I really don't know if I want children, or not. I hope I don't offend anyone by saying that. But, I don't want to look back with regret. I wish things were different. But, they're not!
I know if we were to do something we would need to do it now! We're just back from holidays and looking at the families around us it's v different from being a couple.
I'm sure this makes no sense! My thoughts are v jumbled! I guess I never thought that I'd get married. And now, I don't know if other things are an option? Or, should I count my blessings?
Sx


----------



## staceysm (Nov 18, 2010)

Hi Sunset,

I have never been in your position, but I wonder if you have always prepared yourself to be childless, so children are perhaps something you have never gave much thought to? 

Like you have stated there are avenues now you could go down and no wonder you are confused.  I always wanted children and when it never happened I was devastated.  However my DH on the other hand wasn't bothered at all.  We had a good and fulfilled life together.  We both worked so had nice holidays, weekends away and lots of nights out.  Also we were close to family and had good friends, but I always thought something was missing.

Our life now couldn't be more different.  As much as I love my boys to be bits, I now think that we could have been happy without children, it would have just been a different life to what I had imagined.

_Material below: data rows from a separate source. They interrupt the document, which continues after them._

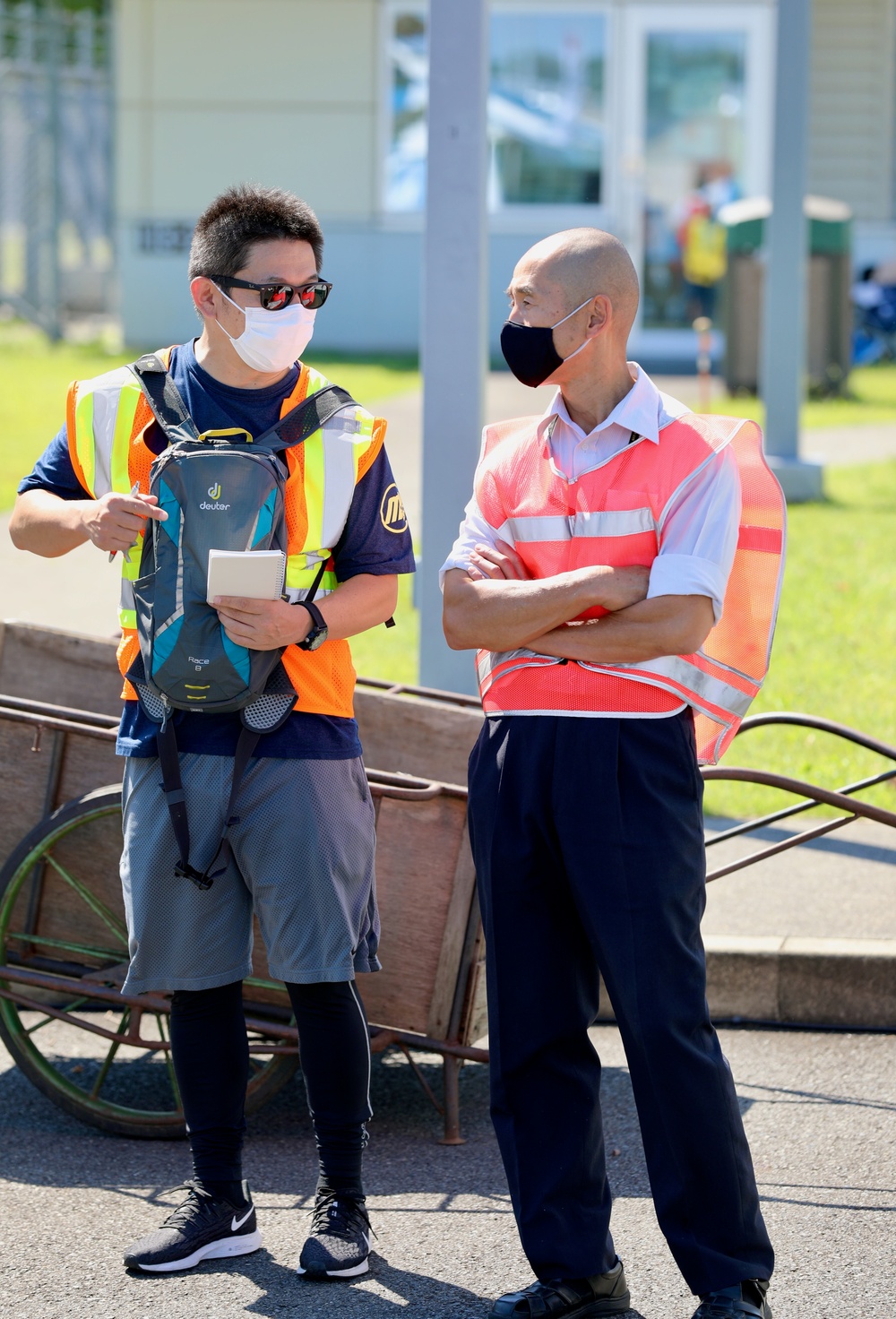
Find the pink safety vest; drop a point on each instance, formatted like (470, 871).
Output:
(616, 514)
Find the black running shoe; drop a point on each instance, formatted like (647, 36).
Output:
(201, 1228)
(340, 1237)
(743, 1301)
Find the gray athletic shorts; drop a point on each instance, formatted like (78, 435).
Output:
(302, 858)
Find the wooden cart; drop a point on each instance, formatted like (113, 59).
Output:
(106, 1056)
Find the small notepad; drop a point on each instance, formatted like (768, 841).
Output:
(254, 574)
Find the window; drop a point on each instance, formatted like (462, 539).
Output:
(545, 108)
(694, 161)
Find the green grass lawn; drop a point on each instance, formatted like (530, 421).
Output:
(835, 642)
(871, 400)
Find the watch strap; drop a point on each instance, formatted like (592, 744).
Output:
(317, 617)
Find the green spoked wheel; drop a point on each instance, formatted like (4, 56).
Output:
(64, 953)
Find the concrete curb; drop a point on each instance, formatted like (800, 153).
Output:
(846, 983)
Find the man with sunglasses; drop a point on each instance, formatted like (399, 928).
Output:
(304, 839)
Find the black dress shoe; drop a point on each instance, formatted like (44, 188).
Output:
(577, 1298)
(743, 1301)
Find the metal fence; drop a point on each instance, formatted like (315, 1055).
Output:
(57, 256)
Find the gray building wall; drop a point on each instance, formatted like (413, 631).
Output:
(193, 119)
(853, 116)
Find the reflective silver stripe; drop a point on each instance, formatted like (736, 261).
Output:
(525, 530)
(692, 678)
(625, 522)
(338, 477)
(487, 661)
(297, 592)
(616, 522)
(106, 393)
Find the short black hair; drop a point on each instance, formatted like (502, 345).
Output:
(245, 215)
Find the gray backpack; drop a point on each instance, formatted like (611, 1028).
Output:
(226, 494)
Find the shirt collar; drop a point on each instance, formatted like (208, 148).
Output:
(639, 410)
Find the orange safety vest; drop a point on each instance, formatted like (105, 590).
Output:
(616, 514)
(108, 424)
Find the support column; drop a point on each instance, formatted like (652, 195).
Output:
(784, 317)
(454, 344)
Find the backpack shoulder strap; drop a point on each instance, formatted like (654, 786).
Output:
(164, 397)
(172, 413)
(305, 418)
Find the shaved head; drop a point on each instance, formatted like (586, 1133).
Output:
(581, 264)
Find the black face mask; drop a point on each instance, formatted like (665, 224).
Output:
(530, 349)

I hope I make some sort of sense and why not perhaps explore the options that you have and see how you both feel?  You certainly have nothing to lose.

Good luck
X


----------



## Sunset (Sep 21, 2008)

Hi
I suppose I don't want to look back with regret. I did suggest that we consider fostering (as an option) but DH says he's happy with how things are. Which I understand. I will always wish things were different, but they're not! 
I know that I need to count my blessings, of which there are many. I am just so sad about it all. Life's just so unfair. 
x


----------



## katehe (Mar 27, 2011)

Dear sunset,
After my failed ivf, I had grief counselling which helped me move pass the fact that we may never have children to some extent. I'm wondering if you've ever allowed yourself to grieve and be sad .? I guess that maybe because you have known forever that you can't have children, that you have incorporated that into your identity and maybe not considered an alternative reality where you had the choice like most other people.
I don't think you need to count your blessings. I was very hard on myself after failed ivf and thought I should just pick myself up and get on with my new life ... The truth is, I needed time to be angry and upset and work through all my thoughts about what I was missing out on and a long future of implications and reminders. Of course, there is a perfectly good life awaiting us all, with or without children but the fact is we have no free choice like everyone else and that really does suck.  I personally do not identify much with child free people that have made that choice so I know (despite not especially wanting kids in my 20's) that I would have chosen children.
Hope this helps in some way. Give yourself time to reflect and consider options- of course you and your husband would make great parents but it sometimes hurts to think about what could have been so it is easier to just think maybe that we are not a child person  Kate x


----------